Die beiden Männer kannten sich seit der Schulzeit, waren des öfteren in gemeinsame Raufereien verwickelt. Das Verhältnis der beiden wurde erst getrübt, als es um eine Frau ging. Die 34-jährige Freundin des Freundes floh nach acht Jahren Beziehung in die Arme des nun Angeklagten, und das dürfte dem ebenfalls 34-Jährigen gar nicht gepasst haben. “Er hat mir täglich Droh-SMS geschrieben”, berichtete der 33-Jährige.

Am 23. August kam der 34-Jährige – angeblich unangemeldet und laut Zeugenaussagen bereits alkoholisiert – in die Wohnung des frisch verliebten Paares. Nach mehreren Bieren und Schnäpsen begann die Situation zu eskalieren, der 34-Jährige begann zu stänkern und schlug mehrmals gegen die Möbel. “Warum haben sie nicht gleich die Polizei geholt”, fragte Richter Nachtlberger. “Das hätte ich eigentlich tun sollen, aber ich wollte ihm nicht schaden”, so der Angeklagte.

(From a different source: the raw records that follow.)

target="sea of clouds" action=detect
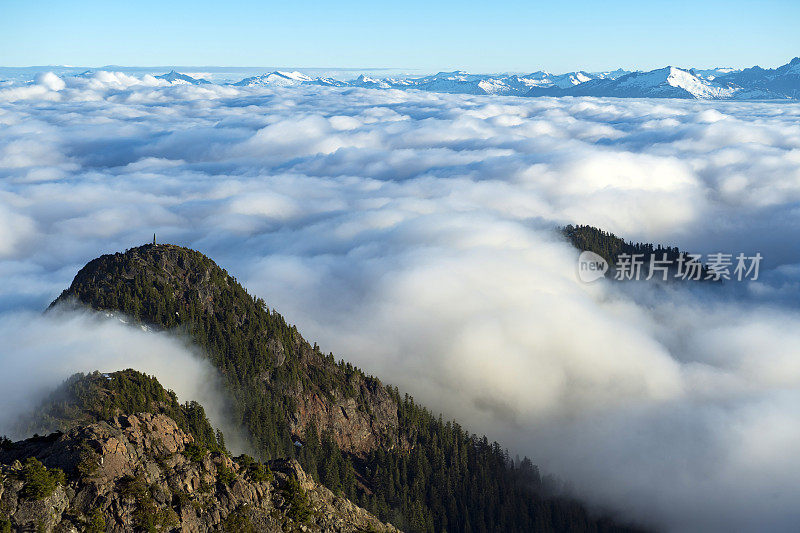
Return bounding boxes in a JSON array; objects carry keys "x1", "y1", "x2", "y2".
[{"x1": 1, "y1": 71, "x2": 800, "y2": 532}]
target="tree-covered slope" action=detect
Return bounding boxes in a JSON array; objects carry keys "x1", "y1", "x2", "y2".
[{"x1": 50, "y1": 243, "x2": 644, "y2": 532}]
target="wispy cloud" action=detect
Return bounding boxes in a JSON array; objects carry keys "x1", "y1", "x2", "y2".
[{"x1": 0, "y1": 309, "x2": 250, "y2": 454}]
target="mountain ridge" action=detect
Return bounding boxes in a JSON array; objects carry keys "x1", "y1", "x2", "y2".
[{"x1": 47, "y1": 242, "x2": 645, "y2": 532}]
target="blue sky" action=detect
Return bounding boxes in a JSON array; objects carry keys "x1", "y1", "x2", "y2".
[{"x1": 1, "y1": 0, "x2": 798, "y2": 72}]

Rauferei endete mit Attacke mit Grillgabel

Im Badezimmer kam es schließlich zu einer wilden Rauferei, bei der dem 34-Jährigen laut Anklage mit Fäusten und Tritten Verletzungen im Gesicht und Brüche an den Rippen zugefügt wurden. Durch einen Sturz rücklings auf harte Fliesen schlug sich das Opfer zudem den Kopf auf. Schlussendlich schnappte sich der 33-Jährige eine im Waschbeckenbereich liegende Grillgabel und stach leicht auf den am Boden liegenden ein.

Laut Gerichtsgutachter Christian Reiter habe es durch diese Stiche lediglich “minimale Hautabschürfungen in der Bauchgegend” gegeben. Schwerwiegender waren die Brüche der fünften und sechsten Rippe, die allerdings im Spital zunächst gar nicht diagnostiziert wurden. Für Reiter sei es “nicht nachvollziehbar”, warum das Opfer – wie er es angab – immer noch Schmerzmittel nehme.

Mann stark alkoholisiert

Der Fall wurde bereits im Jänner vor Gericht verhandelt. Damals ging man davon aus, dass die Tat in einem Zustand der vollen Berauschung im Sinn des Paragraf 287 Strafgesetzbuch (StGB) begangen wurde. Da ein Gerichtsgutachten dies damals widerlegte, wurde nun neu verhandelt. Nachdem kurz nach der Tat kein Alkoholtest gemacht wurde, musste sich Gerichtspsychiater Karl Dantendorfer nun in seiner Expertise an die Angaben des Angeklagte halten.

Laut Angabe hätte er bis zu zehn Flaschen Bier und eine Flasche Schnaps getrunken sowie einen Joint geraucht. Nachdem die Amtsärztin im Zeugenstand angab, dass sie den Beschuldigten fünf Stunden nach dem Vorfall untersuchte und er einen “leicht alkoholisierten” Eindruck machte, sei es laut Dantendorfer durchaus möglich, dass der Mann zur Tatzeit voll berauscht gewesen sei.